– Anguel!
Поцеловала еще раз и сказала:
– Tshort!
В четвертом часу утра Изадора Дункан и Есенин уехали.
Почем-Соль подсел ко мне и стал с последним отчаянием набрасывать план «спасения Вятки».
– Увезу его…
– Не поедет…
– В Персию…
– Разве что в Персию…
От Якулова ушли на заре. По пустынной улице шагали с грустными сердцами.
48
На другой день мы отправились к Дункан.
Пречистенка. Балашовский особняк. Тяжелые мраморные лестницы, комнаты в «стилях»: ампировские – похожи на залы московских ресторанов, излюбленных купечеством, мавританские – на Сандуновские бани. В зимнем саду – дохлые кактусы и унылые пальмы. Кактусы и пальмы так же несчастны и грустны, как тощие звери в железных клетках зоологического парка.
Мебель грузная, в золоте. Парча, штоф, бархат.
В комнате Изадоры Дункан на креслах, диванах, столах – французские легкие ткани, венецианские платки, русский пестрый ситец.
Из сундуков вытащено все, чем можно прикрыть бесстыдство, дурной вкус, дурную роскошь.
Изадора нежно улыбнулась и, собирая морщинки на носу, говорит:
– C’est Balachoff… ploho chambre… [комната (фр.)] ploho… Isadora
fichu [косынка (фр.)] chale… achetra [она купит (фр.)] mnogo, mnogo ruska châle…
На полу волосяные тюфячки, подушки, матрацы, покрытые коврами и мехом.
Люстры затянуты красным шелком. Изадора не любит белого электричества. Говорят, что ей больше пятидесяти лет.
На столике, перед кроватью, большой портрет Гордона Крега.
Есенин берет его и пристально рассматривает. Потом будто выпивает свои сухие, слегка потрескавшиеся губы.
– Твой муж?
– Qu’est-ce que c’est mouje?
– Mari… epoux.. [муж, супруг (фр.)]
– Oui, mari… bil… Kreg pioho mouje, pioho man… Kreg pichet, pichet, travaillait [работал (фр.)], travaillait… pioho mou-je… Kreg genie [гений (фр.)].

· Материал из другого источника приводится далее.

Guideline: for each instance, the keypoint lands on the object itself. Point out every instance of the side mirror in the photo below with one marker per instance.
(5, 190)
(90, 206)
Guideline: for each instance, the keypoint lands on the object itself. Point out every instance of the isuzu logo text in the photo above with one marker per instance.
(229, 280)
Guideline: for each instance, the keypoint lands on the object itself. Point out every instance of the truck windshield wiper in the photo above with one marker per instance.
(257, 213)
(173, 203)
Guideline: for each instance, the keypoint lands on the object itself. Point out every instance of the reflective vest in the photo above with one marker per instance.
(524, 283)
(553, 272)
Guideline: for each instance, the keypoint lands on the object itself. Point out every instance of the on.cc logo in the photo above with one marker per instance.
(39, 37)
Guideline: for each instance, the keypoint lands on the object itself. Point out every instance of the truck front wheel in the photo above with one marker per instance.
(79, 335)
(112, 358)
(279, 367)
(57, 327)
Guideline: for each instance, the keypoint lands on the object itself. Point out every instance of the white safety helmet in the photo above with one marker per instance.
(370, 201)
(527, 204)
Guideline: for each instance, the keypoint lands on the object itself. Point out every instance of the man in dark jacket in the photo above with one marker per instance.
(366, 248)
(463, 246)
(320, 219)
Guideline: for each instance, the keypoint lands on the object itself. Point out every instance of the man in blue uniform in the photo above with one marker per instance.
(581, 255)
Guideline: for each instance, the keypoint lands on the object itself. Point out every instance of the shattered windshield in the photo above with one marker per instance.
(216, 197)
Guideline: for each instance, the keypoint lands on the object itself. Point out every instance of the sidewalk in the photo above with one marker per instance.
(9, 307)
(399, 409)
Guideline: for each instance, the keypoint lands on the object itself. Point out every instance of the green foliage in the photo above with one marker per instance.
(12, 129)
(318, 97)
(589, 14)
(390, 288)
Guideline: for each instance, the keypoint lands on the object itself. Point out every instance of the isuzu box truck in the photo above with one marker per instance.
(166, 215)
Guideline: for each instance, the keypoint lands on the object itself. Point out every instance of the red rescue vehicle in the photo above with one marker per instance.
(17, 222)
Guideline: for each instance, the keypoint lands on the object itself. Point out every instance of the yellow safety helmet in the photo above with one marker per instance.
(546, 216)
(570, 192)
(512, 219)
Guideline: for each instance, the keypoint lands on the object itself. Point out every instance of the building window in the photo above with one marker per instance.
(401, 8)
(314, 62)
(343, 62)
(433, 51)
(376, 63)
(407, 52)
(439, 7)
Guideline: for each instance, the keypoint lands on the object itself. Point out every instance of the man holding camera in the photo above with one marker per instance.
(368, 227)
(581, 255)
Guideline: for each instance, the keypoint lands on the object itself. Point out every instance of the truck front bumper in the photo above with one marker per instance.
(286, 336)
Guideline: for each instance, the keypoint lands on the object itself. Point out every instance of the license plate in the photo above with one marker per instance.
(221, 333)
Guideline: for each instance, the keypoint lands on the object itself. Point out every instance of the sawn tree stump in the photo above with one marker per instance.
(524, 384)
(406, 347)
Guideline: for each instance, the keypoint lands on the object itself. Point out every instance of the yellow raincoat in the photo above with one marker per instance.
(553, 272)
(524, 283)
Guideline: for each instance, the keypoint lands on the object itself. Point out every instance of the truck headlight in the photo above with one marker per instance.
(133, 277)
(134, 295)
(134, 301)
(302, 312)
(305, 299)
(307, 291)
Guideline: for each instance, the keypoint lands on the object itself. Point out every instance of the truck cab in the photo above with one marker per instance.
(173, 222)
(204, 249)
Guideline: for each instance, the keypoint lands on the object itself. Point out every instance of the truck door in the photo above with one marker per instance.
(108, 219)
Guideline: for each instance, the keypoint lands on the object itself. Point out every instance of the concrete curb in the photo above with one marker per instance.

Есенин тычет себя пальцем в грудь.
– И я гений!.. Есенин гений… Гений – я!.. Есенин – гений, а Крег – дрянь!
И, скроив презрительную гримасу, он сует портрет Крега под кипу нот и старых журналов.
– Адьу!
Изадора в восторге:
– Adieu.
И делает мягкий прощальный жест.
– А теперь, Изадора, – и Есенин пригибает бровь, – танцуй… Понимаешь, Изадора?.. Нам танцуй!
Он чувствует себя Иродом, требующим танец у Саломеи.
– Tansoui?.. Bon! [хорошо (фр.)]!
Дункан надевает есенинские кепи и пиджак. Музыка чувственная, незнакомая, беспокоящая.
Апаш – Изадора Дункан. Женщина – шарф.
Страшный и прекрасный танец.
Узкое розовое тело шарфа извивается в ее руках. Она ломает ему хребет, судорожными пальцами сдавливает горло. Беспощадно и трагически свисает круглая шелковая голова ткани.
Дункан кончила танец, распластав на ковре судорожно вытянувшийся труп своего призрачного партнера.
Есенин впоследствии стал ее господином, ее повелителем. Она, как собака, целовала руку, которую он заносил для удара, и глаза, в которых чаще, чем любовь, горела ненависть к ней.